Il faudrait aussi repenser les allocations et les services collectifs existants : le travail de qui remplacent-ils ? A qui servent-ils ? Qui devrait faire ce travail ? Qui devrait le payer ? Quand un service ou une prestation remplace soit en nature soit en argent la part des hommes, alors ce service ou cette prestation n’est pas au bénéfice des femmes, pour qui c’est un jeu à somme nulle. En revanche, la société subventionne les loisirs des hommes, mais aussi leur disponibilité pour le travail payé. Les femmes paient donc doublement, sinon triplement ces prestations et services : elles paient la part non-subventionnée (des crèches par exemple), elles paient en travail ménager, et elles paient en discrimination sur le marché du travail.

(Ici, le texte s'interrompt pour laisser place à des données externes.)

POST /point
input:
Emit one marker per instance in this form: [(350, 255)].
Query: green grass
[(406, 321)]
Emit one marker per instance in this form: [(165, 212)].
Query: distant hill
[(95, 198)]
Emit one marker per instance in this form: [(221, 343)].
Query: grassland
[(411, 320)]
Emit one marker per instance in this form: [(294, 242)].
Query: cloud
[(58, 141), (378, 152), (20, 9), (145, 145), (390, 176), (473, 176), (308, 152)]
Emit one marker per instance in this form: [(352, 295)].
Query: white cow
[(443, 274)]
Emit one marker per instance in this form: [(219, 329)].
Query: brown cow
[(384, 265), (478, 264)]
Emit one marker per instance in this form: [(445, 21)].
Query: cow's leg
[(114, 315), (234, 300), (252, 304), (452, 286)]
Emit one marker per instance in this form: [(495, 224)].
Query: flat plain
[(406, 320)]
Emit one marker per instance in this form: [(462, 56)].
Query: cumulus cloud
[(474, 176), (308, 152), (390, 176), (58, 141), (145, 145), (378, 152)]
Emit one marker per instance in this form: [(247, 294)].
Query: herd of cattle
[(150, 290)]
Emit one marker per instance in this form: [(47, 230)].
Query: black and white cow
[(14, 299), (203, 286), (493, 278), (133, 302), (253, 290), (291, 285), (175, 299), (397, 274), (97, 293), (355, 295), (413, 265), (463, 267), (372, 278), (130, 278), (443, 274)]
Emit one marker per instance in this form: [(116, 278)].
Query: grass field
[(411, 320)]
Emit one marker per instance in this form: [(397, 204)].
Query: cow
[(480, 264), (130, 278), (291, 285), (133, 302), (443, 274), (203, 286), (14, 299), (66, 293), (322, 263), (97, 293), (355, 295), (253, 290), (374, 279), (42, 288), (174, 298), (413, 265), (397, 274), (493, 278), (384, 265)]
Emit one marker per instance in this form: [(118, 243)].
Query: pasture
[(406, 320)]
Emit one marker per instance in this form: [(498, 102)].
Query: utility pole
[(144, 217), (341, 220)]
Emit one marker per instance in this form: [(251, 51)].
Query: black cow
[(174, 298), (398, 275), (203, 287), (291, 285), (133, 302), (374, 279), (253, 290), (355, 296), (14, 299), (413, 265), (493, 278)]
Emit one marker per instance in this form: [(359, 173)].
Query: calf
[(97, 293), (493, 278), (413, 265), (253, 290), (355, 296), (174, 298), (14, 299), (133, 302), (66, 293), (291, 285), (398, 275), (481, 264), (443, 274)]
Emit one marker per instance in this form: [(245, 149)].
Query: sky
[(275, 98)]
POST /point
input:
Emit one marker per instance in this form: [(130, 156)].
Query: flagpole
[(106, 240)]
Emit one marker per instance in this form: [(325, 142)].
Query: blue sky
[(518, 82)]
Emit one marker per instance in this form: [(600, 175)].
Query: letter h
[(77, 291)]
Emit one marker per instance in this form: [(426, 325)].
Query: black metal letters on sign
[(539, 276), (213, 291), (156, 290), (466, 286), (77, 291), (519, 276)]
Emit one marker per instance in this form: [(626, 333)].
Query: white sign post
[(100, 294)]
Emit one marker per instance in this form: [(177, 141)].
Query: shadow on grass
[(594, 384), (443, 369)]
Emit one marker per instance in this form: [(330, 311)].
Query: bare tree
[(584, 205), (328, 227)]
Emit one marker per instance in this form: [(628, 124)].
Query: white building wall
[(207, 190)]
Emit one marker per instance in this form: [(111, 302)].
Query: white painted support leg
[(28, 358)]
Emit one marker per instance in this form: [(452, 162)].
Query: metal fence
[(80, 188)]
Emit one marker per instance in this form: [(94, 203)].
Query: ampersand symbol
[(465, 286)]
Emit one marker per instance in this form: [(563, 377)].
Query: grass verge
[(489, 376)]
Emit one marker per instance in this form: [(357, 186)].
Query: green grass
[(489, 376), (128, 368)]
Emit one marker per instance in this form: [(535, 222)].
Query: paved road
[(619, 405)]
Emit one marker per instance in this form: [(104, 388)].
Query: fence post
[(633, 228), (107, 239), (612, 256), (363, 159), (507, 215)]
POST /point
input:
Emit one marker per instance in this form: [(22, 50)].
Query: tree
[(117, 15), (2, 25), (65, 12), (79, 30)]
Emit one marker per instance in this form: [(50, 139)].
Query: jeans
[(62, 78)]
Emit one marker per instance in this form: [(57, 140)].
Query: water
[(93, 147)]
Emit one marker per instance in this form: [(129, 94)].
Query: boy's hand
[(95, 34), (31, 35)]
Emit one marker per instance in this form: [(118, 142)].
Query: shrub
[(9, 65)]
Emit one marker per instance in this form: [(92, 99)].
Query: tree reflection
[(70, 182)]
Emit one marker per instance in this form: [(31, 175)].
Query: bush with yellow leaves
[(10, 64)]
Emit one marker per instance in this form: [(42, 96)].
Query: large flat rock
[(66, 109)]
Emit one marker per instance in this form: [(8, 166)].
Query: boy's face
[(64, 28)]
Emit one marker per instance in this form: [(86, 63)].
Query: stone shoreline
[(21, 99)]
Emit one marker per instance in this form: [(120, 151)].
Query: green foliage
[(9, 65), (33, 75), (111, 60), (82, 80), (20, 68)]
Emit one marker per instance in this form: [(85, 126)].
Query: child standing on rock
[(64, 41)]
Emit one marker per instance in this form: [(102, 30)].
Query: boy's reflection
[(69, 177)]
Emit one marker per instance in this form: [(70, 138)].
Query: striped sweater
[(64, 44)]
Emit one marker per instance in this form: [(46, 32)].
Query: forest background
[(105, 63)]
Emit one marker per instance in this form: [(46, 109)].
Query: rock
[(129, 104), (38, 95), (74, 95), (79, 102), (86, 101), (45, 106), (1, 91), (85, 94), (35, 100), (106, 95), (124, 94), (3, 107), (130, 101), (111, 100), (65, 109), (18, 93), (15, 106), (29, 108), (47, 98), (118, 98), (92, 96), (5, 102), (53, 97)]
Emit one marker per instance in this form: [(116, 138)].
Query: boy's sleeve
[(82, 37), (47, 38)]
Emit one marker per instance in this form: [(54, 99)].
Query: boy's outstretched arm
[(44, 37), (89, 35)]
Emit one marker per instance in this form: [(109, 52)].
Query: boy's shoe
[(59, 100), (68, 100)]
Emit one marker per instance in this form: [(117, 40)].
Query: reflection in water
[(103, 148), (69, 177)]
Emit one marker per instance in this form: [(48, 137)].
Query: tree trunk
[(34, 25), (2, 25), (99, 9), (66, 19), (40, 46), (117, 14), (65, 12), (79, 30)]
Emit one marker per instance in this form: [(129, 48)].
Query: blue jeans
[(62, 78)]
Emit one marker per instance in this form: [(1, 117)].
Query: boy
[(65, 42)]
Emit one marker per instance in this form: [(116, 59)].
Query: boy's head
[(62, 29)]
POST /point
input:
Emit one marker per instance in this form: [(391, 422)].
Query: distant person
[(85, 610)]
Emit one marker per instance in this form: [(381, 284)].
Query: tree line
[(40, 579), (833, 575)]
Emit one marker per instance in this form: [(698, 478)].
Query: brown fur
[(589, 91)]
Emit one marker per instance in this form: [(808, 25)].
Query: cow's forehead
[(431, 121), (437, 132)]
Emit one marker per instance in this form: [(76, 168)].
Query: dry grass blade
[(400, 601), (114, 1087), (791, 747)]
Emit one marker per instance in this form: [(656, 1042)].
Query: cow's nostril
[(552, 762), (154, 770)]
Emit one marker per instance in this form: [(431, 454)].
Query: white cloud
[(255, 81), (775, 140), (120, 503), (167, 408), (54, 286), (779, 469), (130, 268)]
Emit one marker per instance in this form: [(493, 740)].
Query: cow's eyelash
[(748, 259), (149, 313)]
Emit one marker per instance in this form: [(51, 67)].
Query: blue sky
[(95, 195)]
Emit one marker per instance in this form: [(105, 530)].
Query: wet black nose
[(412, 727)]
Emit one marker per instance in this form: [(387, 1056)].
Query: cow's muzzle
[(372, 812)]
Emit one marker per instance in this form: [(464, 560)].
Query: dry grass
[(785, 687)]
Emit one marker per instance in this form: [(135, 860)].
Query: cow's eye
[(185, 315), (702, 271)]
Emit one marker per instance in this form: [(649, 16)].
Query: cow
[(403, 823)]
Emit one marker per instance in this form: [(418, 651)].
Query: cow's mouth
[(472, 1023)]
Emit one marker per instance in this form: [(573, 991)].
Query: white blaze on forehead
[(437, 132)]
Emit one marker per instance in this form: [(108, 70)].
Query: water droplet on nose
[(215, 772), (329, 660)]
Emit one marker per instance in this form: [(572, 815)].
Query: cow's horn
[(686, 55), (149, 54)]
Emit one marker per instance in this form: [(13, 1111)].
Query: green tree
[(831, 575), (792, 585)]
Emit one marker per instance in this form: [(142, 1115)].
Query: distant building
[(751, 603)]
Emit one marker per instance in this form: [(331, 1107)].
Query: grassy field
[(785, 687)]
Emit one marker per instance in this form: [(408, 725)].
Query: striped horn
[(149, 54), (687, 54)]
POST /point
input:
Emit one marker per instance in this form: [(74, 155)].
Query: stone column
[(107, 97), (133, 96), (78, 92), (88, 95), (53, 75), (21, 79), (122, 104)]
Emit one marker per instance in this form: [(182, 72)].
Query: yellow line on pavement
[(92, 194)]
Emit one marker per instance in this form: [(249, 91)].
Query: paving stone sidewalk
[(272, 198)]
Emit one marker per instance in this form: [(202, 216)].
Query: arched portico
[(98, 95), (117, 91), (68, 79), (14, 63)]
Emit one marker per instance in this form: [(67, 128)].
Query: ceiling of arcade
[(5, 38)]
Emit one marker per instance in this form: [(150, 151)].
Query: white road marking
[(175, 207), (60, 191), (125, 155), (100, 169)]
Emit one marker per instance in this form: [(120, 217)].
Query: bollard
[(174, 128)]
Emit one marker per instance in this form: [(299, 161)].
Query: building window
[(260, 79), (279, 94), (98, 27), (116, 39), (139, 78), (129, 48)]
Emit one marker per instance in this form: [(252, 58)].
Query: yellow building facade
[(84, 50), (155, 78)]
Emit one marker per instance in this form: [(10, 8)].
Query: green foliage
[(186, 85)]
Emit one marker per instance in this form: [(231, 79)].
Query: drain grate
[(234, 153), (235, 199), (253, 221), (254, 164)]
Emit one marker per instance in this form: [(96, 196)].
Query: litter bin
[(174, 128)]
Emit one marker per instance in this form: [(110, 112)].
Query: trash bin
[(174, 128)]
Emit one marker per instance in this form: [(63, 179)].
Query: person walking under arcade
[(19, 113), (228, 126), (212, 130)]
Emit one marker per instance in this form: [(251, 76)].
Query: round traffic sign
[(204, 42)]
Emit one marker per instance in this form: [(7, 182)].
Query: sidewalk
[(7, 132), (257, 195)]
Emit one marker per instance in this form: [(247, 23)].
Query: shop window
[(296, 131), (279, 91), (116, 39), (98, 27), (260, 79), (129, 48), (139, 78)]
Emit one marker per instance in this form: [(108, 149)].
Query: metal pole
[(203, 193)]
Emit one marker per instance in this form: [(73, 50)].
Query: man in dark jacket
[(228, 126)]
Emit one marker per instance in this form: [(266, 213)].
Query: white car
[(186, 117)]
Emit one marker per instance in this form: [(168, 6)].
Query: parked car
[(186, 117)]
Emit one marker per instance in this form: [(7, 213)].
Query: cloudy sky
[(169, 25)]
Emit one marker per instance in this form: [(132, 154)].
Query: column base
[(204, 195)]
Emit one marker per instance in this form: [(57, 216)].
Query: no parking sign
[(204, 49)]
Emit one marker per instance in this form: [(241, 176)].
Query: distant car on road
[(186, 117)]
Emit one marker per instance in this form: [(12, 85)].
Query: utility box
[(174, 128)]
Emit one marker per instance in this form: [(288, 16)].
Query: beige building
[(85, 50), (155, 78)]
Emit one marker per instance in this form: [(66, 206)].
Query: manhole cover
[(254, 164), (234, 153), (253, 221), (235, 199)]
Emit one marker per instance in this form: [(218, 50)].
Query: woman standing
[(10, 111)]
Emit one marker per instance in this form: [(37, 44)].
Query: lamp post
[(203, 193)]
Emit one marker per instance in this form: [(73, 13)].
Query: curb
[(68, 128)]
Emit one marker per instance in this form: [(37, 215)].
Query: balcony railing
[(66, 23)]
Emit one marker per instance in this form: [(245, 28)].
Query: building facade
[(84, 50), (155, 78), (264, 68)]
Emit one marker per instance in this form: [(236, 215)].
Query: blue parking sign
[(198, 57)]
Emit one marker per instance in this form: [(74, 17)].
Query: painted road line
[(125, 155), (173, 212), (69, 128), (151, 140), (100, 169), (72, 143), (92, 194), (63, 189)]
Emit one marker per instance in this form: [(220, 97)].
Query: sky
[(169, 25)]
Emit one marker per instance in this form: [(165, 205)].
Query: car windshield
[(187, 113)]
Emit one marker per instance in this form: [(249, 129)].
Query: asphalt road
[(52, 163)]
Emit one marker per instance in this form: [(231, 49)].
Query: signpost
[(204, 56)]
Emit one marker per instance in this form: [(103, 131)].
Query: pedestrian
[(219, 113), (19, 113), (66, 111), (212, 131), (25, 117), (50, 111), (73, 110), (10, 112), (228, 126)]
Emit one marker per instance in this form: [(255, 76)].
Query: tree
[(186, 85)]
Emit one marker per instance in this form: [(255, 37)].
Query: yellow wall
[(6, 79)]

On en sait assez aujourd’hui sur la répartition des tâches domestiques dans les familles de toutes sortes : on sait ce que font les femmes, on sait aussi ce que les hommes ne font pas, bref, on en sait assez pour pouvoir mettre en place un système par lequel les hommes qui ne feront pas leur part seront pénalisés financièrement.
Dans un moment où non seulement “ l’ascenseur social ” est en panne, singulièrement en ce qui concerne les rapports patriarcaux, et où la situation économique des femmes sur le marché du travail se dégrade en conséquence du néo-libéralisme, et de l’effet de retour de bâton antiféministe plus général dans tous les domaines, il ne s’agit ici que de quelques suggestions pour relancer des actions revendicatives. Il me semble important de reprendre l’initiative au moins dans certains domaines quand dans beaucoup, qu’il s’agisse des violences ou du marché du travail, les quelques acquis de trente ans de lutte féministe sont remis en cause, parfois férocement, et que les forces féministes de terrain n’arrivent pas toujours à empêcher des défaites graves, tout en subissant la démoralisation qui découle du fait d’être sur la défensive.